« la plus parfaite de toutes les oeuvres d’art est l’édification d’une vraie liberté politique » Friedrich Schiller
Accueil > Veille stratégique
7 octobre 2022
Pour la commissaire européenne à l’Energie, Kadri Simson (Estonie) : l’hiver prochain sera bien pire que celui-ci. Les ministres de l’Energie de l’Union européenne se sont réunis le 30 septembre pour discuter de la montée en flèche des prix de l’énergie en Europe et proposer des mesures d’urgence. À l’issue de la réunion, la commissaire européenne à l’énergie, a déclaré à la presse : « Les ministres étaient inquiets, tout comme moi, du fait que cet hiver ne sera pas facile pour nous, et que le prochain sera encore plus difficile. »
Pour autant, aucun accord n’a été conclut sur le plafonnement du prix de gros du gaz naturel, l’une des principales revendications qu’un groupe de 15 États membres avaient soumises à la Commission avant la réunion. Et si tous veulent bien tenter de limiter les profits mirobolants encaissés par les entreprises de combustibles fossiles, cela ne veut pas dire grand-chose dans un royaume où la spéculation et le marché sont rois.
Un certain nombre de pays membres de l’UE, dont l’Allemagne, l’Autriche et les Pays-Bas, refusent tout plafonnement des prix, et la Commission européenne a fait valoir qu’une telle mesure compromettrait l’approvisionnement de l’UE sur le marché mondial. La ministre autrichienne de l’Énergie, Leonore Gewessler, a expliqué que son gouvernement ne pouvait pas soutenir un plafonnement des prix pour des raisons de sécurité énergétique. « L’Autriche est dépendante des importations de gaz naturel et des importations de gaz de Russie, a-t-elle déclaré. Dans toutes ces propositions, je n’ai vu aucune certitude que nos partenaires fournisseurs continueraient à livrer suffisamment de gaz à l’Europe si nous ne sommes pas prêts à payer le prix demandé. »
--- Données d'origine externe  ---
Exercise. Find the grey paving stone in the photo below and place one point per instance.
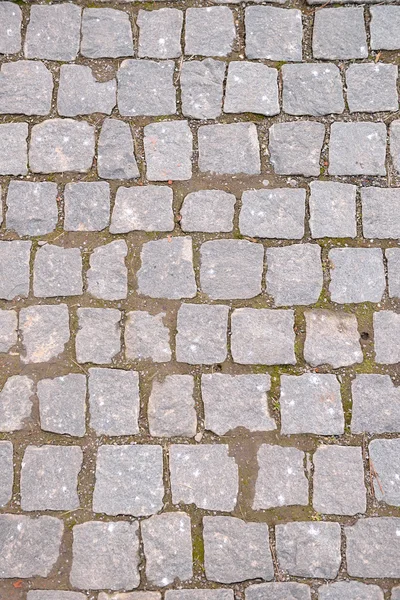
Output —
(45, 331)
(201, 88)
(49, 477)
(251, 87)
(273, 213)
(62, 404)
(105, 555)
(33, 545)
(294, 274)
(107, 277)
(171, 410)
(209, 31)
(285, 33)
(210, 211)
(229, 149)
(86, 206)
(106, 33)
(311, 403)
(281, 479)
(235, 550)
(93, 96)
(332, 338)
(166, 562)
(60, 145)
(372, 87)
(357, 148)
(339, 33)
(146, 88)
(373, 548)
(14, 269)
(236, 401)
(10, 28)
(376, 404)
(114, 401)
(25, 87)
(32, 207)
(204, 475)
(15, 403)
(168, 151)
(332, 209)
(202, 334)
(57, 271)
(53, 32)
(13, 148)
(357, 275)
(160, 33)
(146, 337)
(98, 338)
(167, 269)
(147, 208)
(263, 336)
(295, 147)
(116, 156)
(129, 480)
(308, 549)
(339, 487)
(231, 268)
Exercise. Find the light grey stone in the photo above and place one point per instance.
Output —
(105, 555)
(106, 33)
(236, 401)
(147, 208)
(114, 401)
(129, 480)
(227, 149)
(307, 549)
(45, 331)
(332, 338)
(263, 336)
(62, 404)
(31, 545)
(281, 478)
(235, 550)
(98, 338)
(32, 207)
(251, 87)
(231, 268)
(202, 334)
(116, 156)
(295, 147)
(60, 145)
(204, 475)
(171, 411)
(168, 151)
(339, 33)
(357, 275)
(167, 562)
(160, 33)
(332, 209)
(53, 32)
(167, 269)
(146, 337)
(373, 548)
(201, 88)
(14, 269)
(209, 31)
(49, 477)
(339, 487)
(273, 213)
(285, 33)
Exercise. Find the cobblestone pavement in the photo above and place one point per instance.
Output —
(199, 300)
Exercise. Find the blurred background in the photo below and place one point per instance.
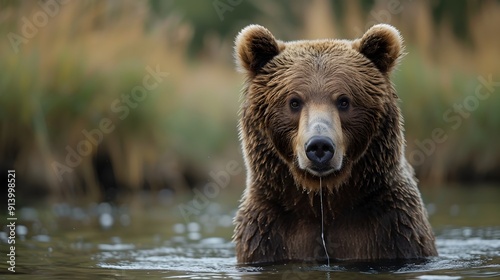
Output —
(104, 98)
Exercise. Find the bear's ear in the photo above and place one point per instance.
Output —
(254, 47)
(381, 44)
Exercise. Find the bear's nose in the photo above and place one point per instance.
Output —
(319, 150)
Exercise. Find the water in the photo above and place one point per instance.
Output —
(150, 237)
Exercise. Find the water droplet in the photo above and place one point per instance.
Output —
(179, 228)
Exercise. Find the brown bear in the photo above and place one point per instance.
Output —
(323, 145)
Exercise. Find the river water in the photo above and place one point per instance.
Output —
(151, 236)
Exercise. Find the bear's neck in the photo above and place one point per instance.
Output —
(373, 173)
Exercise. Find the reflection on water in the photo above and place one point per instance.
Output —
(148, 238)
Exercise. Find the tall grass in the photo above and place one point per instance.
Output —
(65, 79)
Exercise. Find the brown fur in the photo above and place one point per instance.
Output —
(373, 208)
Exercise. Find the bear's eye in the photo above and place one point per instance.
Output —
(295, 104)
(343, 103)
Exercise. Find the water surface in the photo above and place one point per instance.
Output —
(152, 237)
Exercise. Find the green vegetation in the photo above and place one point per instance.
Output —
(73, 71)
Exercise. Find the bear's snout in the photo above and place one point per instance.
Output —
(320, 150)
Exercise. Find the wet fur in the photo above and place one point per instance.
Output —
(373, 208)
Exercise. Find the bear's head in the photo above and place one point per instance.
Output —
(319, 103)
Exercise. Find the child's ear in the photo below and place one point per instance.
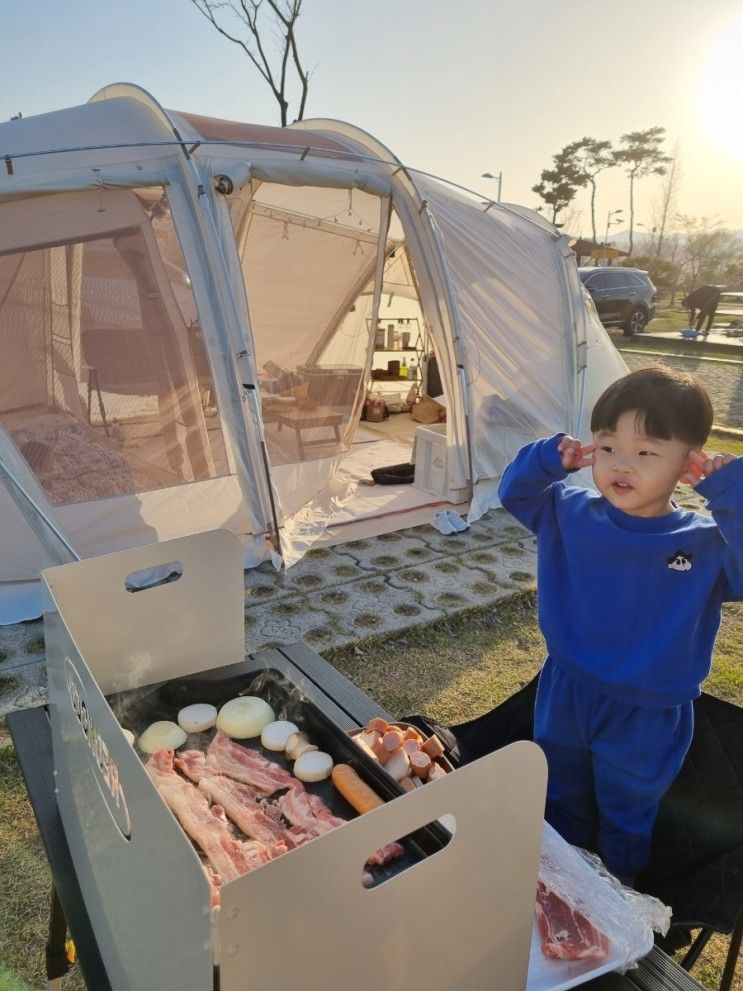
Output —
(692, 468)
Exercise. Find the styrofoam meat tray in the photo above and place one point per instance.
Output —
(559, 975)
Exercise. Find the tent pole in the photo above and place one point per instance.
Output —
(251, 390)
(24, 501)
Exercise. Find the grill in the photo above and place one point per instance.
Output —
(455, 910)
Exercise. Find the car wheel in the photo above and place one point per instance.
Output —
(635, 322)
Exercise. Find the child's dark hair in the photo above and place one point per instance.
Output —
(670, 405)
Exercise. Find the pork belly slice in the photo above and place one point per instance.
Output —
(193, 764)
(206, 826)
(246, 765)
(565, 933)
(240, 803)
(311, 813)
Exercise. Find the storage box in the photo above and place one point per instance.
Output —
(432, 471)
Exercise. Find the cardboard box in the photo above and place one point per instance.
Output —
(432, 473)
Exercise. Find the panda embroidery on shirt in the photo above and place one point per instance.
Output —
(680, 561)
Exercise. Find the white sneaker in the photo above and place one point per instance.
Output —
(459, 523)
(442, 523)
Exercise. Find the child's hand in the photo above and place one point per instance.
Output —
(701, 466)
(574, 455)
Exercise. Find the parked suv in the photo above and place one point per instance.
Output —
(624, 297)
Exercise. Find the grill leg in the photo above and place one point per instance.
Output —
(696, 948)
(57, 962)
(733, 953)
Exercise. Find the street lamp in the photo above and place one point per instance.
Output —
(499, 177)
(611, 219)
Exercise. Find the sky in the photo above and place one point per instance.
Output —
(453, 88)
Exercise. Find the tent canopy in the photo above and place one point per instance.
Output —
(187, 315)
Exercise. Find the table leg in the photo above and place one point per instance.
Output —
(298, 432)
(57, 961)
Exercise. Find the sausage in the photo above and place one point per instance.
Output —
(377, 725)
(392, 739)
(356, 792)
(433, 747)
(421, 764)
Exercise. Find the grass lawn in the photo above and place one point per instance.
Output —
(452, 671)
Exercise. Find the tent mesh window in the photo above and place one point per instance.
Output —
(104, 385)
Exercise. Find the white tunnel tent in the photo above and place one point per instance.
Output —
(188, 310)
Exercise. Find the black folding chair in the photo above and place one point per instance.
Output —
(696, 864)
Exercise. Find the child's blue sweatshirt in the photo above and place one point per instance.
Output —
(630, 604)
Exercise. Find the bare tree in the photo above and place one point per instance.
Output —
(558, 186)
(664, 205)
(641, 154)
(709, 250)
(252, 22)
(591, 157)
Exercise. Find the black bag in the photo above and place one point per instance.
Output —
(394, 474)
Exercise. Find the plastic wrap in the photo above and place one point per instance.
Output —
(625, 916)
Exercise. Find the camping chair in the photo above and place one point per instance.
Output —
(120, 362)
(696, 864)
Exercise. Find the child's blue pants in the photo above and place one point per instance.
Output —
(609, 763)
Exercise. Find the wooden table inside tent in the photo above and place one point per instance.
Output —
(300, 419)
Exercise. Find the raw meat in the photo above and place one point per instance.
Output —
(239, 802)
(565, 933)
(311, 813)
(246, 765)
(193, 764)
(206, 826)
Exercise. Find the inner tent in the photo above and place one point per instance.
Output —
(338, 335)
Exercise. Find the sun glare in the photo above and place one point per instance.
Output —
(720, 92)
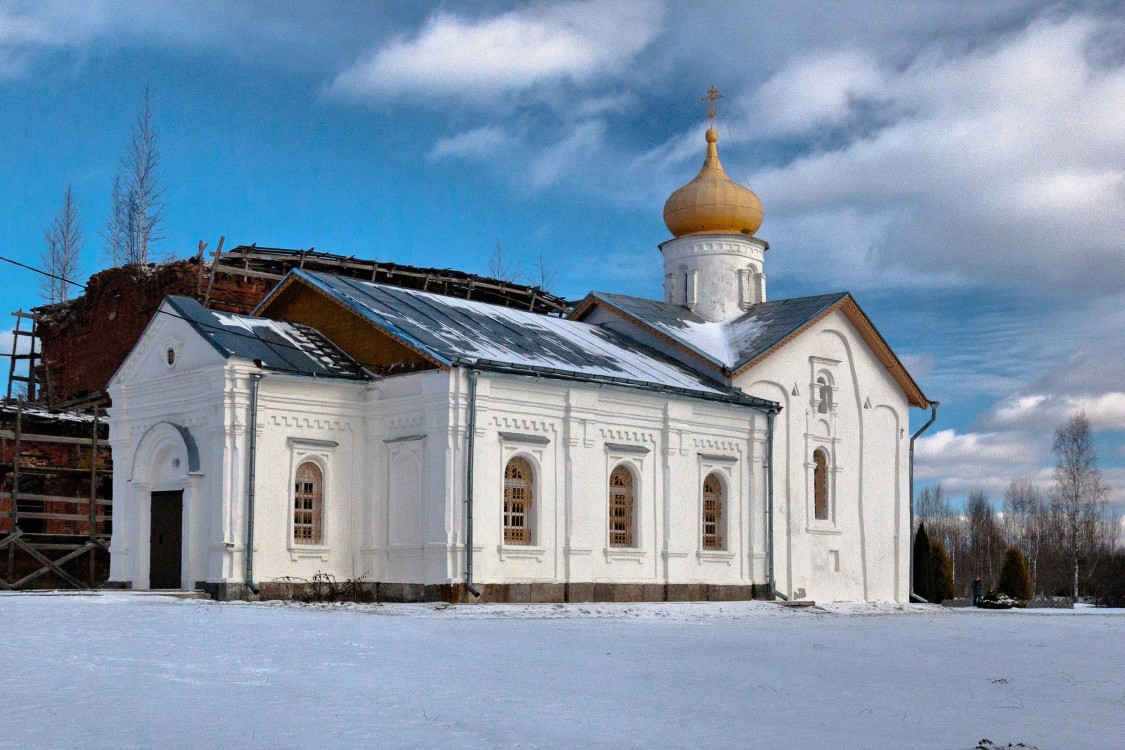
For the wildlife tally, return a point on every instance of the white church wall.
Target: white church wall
(154, 399)
(717, 276)
(407, 535)
(854, 553)
(574, 436)
(320, 422)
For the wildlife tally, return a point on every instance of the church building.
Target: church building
(714, 444)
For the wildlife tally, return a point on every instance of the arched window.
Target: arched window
(820, 485)
(518, 497)
(621, 507)
(824, 395)
(308, 505)
(712, 513)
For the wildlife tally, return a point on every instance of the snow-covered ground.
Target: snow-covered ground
(126, 670)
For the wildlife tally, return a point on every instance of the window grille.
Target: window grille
(308, 505)
(820, 485)
(712, 513)
(621, 507)
(825, 395)
(518, 498)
Côté allemand, le ministre de l’Économie et de l’Énergie, Robert Habeck (des Verts), invoque le même argument, exprimant à ses homologues à Bruxelles la crainte que les exportateurs boudent tout simplement l’Europe en cas de plafonnement des prix.
A cette occasion, la question de la fermeture du marché à terme du gaz naturel à Amsterdam (le TTF) a encore une fois été esquivée alors que c’est pourtant la seule mesure qui permettrait de contrôler les prix de l’énergie.
De son côté, Berlin choisit le renflouement. Fermement opposé à un contrôle du prix du gaz à l’échelle de l’UE, le gouvernement allemand a décidé de faire cavalier seul pour contrer l’inflation galopante. Ainsi, le chancelier Scholz a annoncé le 29 septembre que le gouvernement allait débloquer la somme fastueuse de 200 milliards d’euros pour aider les ménages et les entreprises à payer leurs factures d’énergie. Peu avant, au Royaume-Uni, le nouveau gouvernement de la Première ministre Liz Truss avait annoncé de son côté son intention de lancer un emprunt colossal pour subventionner les prix de l’énergie.
Or, ces nouvelles formes d’assouplissement quantitatif ne feront nullement baisser les prix. C’est simplement le gouvernement qui prendra en charge la facture exorbitante de l’énergie des entreprises et des ménages, créant une forte demande et, partant, des prix encore plus élevés. Ainsi, les divers fonds spéculatifs, et au bout du compte les banques, seront renfloués - au moins provisoirement - avec l’argent des contribuables.
Le plan allemand est très mal accueilli par les pays membres de l’UE qui n’ont pas les moyens financiers de lancer des « paquets d’aide » similaires (bien souvent parce que leurs finances publiques ont été dépouillées sur l’ordre de Bruxelles) et ils accusent Berlin de ne se préoccuper que de ses propres intérêts.